Perhaps all too aware of their obscurity, the liner notes by LTM's James Nice go out of their way to connect John Bisset-Smith and Grow Up to the lively Manchester scene in the late 1970s, playing up the MMC connection as a way to drop some famous names: Joy Division, The Passage, Crispy Ambulance, etc. Perhaps this kind of name-dropping is inevitable, but it seems unfortunate in the case of Grow Up, who possess an idiosyncratic sound that seems to have been conceived largely in a state of obvliousness about their contemporaries, both temporally and geographically. I can't think of anything else that sounds quite like Grow Up. Though all of the elements in isolation aren't unique, taken together they add up to a strange hybrid that is intriguing, eminently listenable, and hints at greater things to come (which unfortunately never materialized).

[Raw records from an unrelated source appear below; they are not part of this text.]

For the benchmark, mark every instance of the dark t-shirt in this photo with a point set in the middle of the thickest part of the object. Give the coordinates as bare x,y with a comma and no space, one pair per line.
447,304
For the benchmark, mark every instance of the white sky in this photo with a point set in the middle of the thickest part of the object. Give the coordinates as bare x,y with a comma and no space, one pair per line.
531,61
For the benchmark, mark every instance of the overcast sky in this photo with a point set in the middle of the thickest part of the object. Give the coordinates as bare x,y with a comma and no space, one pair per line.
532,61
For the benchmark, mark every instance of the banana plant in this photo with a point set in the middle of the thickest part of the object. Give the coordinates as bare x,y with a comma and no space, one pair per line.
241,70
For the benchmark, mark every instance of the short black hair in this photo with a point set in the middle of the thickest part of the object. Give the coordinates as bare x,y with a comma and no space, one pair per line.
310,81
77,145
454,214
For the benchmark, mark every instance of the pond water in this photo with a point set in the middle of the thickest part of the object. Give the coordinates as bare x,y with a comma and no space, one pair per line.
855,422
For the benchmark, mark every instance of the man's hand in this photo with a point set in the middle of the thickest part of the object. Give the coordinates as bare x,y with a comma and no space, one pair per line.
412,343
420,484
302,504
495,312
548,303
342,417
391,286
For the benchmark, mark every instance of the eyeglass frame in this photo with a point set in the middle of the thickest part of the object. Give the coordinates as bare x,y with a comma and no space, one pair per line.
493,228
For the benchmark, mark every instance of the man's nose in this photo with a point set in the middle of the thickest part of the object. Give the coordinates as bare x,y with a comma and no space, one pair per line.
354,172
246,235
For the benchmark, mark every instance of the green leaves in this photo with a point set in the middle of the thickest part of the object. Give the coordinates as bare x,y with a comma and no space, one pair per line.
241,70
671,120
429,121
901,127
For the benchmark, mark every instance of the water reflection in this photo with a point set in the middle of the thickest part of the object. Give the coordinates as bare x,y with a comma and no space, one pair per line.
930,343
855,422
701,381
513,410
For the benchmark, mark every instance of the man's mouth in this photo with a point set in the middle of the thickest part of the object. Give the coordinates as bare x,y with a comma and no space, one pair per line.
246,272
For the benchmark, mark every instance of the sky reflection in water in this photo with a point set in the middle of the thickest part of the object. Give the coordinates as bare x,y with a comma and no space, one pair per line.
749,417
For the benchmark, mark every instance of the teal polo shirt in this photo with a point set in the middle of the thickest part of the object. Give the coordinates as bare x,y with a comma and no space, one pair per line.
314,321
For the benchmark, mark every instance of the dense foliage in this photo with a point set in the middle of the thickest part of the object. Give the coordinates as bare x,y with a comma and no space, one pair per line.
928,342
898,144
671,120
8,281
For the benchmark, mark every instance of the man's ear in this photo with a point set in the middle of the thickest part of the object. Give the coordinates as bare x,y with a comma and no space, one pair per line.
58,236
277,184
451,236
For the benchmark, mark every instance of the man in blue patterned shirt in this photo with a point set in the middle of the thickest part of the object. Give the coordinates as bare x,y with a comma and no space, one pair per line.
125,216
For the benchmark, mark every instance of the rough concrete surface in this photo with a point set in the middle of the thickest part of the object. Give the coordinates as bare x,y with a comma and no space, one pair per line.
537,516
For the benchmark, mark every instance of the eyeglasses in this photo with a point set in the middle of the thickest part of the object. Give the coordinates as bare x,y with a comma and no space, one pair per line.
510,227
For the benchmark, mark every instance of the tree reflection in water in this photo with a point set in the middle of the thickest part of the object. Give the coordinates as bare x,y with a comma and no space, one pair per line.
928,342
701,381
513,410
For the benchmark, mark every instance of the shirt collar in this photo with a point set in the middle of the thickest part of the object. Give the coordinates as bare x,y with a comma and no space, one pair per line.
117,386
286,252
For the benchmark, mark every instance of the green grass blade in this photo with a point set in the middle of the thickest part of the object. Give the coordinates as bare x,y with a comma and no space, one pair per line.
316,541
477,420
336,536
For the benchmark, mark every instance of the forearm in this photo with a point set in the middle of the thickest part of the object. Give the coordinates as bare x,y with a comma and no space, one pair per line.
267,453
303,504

Although both of the band's full-length albums received positive reviews from the British press at the time of their release—Paul Morley of NME enthusing that the band's "ingenious, sax-propelled chamber pop" was "brilliant" and "extremely commercial"—the albums did not sell terribly well, and the band remained obscure. This was partly due to the vagaries of independent music at their particular time and place, and partly due to the sudden closure of the Object Music label, which left the band responsible for all promotion and distribution of their sophomore album. However, I don't quite hear an unjustly obscure lost treasure when I listen to the music collected on this two-disc set. What I hear is a band with an overdose of ambition; a series of false starts and isolated moments of greatness, shot through with a youthful ambition that carries it off even when the songs themselves are callow.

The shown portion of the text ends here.